食事が始まると、ジンギさんはややひきつった顔をしていたが、
「今回は、お礼を言いたくて。形としておごらせていただきました。」
「いきなり裏ギルドの主催者と言ってくるから、こっちは身構えるのですが。」
「すみません。確かにそう言われるとそうなるのは分かりますが、こちらの誠意も示したかったもので。」
「そもそも何か礼を言われるような事をした覚えがないのですが。」
「いえ、ファチオア商店の横暴から、当裏ギルドを守っていただいたからです。アンチージョは結局死にましたが、あなたが警備隊に引き渡してくれたおかげで助かりました。」
そう言われても………、俺は困惑したままである。
「裏ギルドの主催者からそう言われると………、そもそも裏ギルドはどう言う組織で。まあ、答えづらいでしょうから、無理に答えなくてもいいですよ。」
「いえ、大丈夫ですよ。あくまでも裏ギルドは、アンダーグランドに近い依頼をやり取りするための場の提供のみなのです。要は、依頼主と依頼受のやり取りをする手伝いのみです。」
「ふーん、しかし、それがどうして、ファチオア商店と関係があることになるのでしょうか?。」
「我々の裏ギルドを買収しようとし、断ると無理やり、ファチオア商店の下に置こうとしたのです。もちろん、ファチオア商店に有利になる依頼を優先させる。そして、ファチオア商店に対して恨みを晴らすような依頼を探し出し、そういう依頼をした者を………。あとはニシキ様のご想像の通りです。」
なるほど、アンダーグランド系をも抑えようとしたのか。
「つまり、中立な裏ギルドを、ファチオア商店向けの裏ギルドにしようとした、ということですか?」
「全くその通りです。だから主催者として、あなた様にお礼を、ということで食事を奢らせていただくことに。」
「分かりました、断れないでしょうしね。後、一つ質問が。そのジンギ・タイギという姓名は偽名というか何かのコードネームですか。」
「まあ、看板名という言い方をしています。代々、このジンギ・タイギの名を継いでいくのです。もちろん、素顔も隠していますので。」
「まあ、そうでしょうね。」
噺家の高座名みたいな感じか。三代目誰々とか七代目何何とか。
まあ、こうなったらおごってもらうしかないのか、そう思いながらメムを見ると、いい食いっぷりを見せていた。

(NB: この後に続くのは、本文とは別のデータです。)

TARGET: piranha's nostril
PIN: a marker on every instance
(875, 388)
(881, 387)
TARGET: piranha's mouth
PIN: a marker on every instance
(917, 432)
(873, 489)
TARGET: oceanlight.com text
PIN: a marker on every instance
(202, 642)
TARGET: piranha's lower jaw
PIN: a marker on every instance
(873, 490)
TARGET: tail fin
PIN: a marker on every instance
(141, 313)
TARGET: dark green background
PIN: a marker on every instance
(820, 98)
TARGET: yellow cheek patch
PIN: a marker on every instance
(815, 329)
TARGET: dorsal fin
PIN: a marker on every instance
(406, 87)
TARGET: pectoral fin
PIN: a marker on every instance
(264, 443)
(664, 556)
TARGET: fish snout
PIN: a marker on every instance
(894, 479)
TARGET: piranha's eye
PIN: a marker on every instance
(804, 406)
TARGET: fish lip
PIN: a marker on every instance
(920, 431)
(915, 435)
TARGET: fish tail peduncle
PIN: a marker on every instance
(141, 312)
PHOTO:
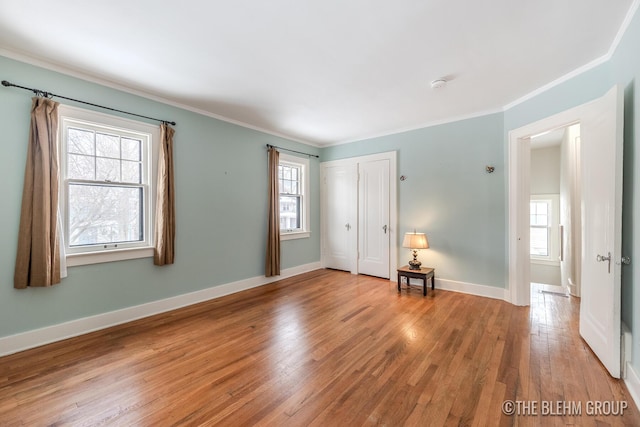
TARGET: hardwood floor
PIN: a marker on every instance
(325, 349)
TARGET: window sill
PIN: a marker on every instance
(108, 256)
(545, 262)
(295, 235)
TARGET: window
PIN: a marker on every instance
(106, 187)
(544, 229)
(294, 204)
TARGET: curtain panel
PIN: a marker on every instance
(38, 255)
(165, 224)
(272, 263)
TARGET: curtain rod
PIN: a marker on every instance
(292, 151)
(45, 94)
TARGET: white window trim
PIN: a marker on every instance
(69, 113)
(305, 232)
(554, 231)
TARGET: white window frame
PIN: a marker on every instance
(303, 165)
(150, 134)
(553, 229)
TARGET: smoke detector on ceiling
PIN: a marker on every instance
(438, 83)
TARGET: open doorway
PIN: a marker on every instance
(555, 229)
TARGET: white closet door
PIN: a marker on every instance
(339, 204)
(373, 218)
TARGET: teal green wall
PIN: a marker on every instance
(441, 166)
(448, 195)
(220, 186)
(625, 70)
(220, 198)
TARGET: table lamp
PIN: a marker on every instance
(415, 241)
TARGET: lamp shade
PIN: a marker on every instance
(415, 241)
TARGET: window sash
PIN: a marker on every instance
(293, 185)
(131, 165)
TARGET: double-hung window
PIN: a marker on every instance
(107, 187)
(544, 228)
(294, 204)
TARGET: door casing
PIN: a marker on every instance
(393, 203)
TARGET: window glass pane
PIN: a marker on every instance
(290, 212)
(80, 142)
(131, 149)
(539, 213)
(81, 167)
(539, 241)
(131, 172)
(107, 170)
(104, 214)
(107, 145)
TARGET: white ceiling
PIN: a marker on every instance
(318, 71)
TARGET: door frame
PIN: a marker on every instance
(393, 206)
(519, 177)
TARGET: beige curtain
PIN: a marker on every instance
(38, 257)
(272, 264)
(165, 203)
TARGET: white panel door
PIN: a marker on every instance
(601, 161)
(373, 215)
(339, 221)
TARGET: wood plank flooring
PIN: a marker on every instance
(321, 349)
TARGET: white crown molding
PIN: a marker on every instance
(49, 334)
(623, 28)
(107, 83)
(417, 127)
(598, 61)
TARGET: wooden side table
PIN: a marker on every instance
(424, 274)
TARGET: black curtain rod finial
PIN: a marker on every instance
(293, 151)
(45, 94)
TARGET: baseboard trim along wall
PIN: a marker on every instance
(632, 381)
(37, 337)
(467, 288)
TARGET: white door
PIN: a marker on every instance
(339, 227)
(601, 160)
(373, 214)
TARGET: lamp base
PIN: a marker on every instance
(414, 264)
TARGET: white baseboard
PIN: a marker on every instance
(473, 289)
(37, 337)
(632, 381)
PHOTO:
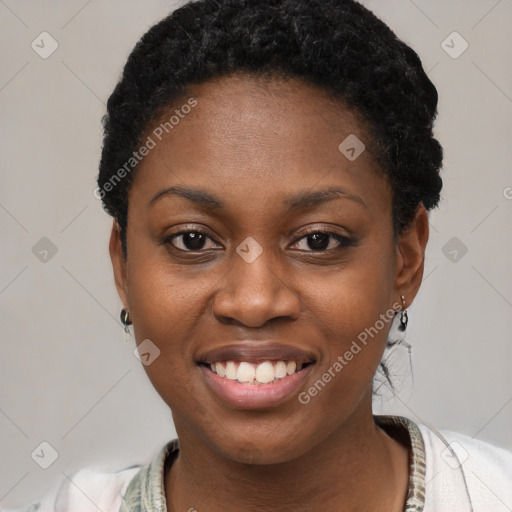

勘定を精算する時のジンギさんの顔は、驚きの顔であった。そして、メムをしげしげと見つめていた。
「本当にいいのですか。ありがとうございます。」
俺が恐縮した程でジンギさんに話しかけると、
「なるほど、これがあのグランドキャットですか。あなたも大変ですね。」
そう言って、何回も頷き、俺たちの前を去って行った。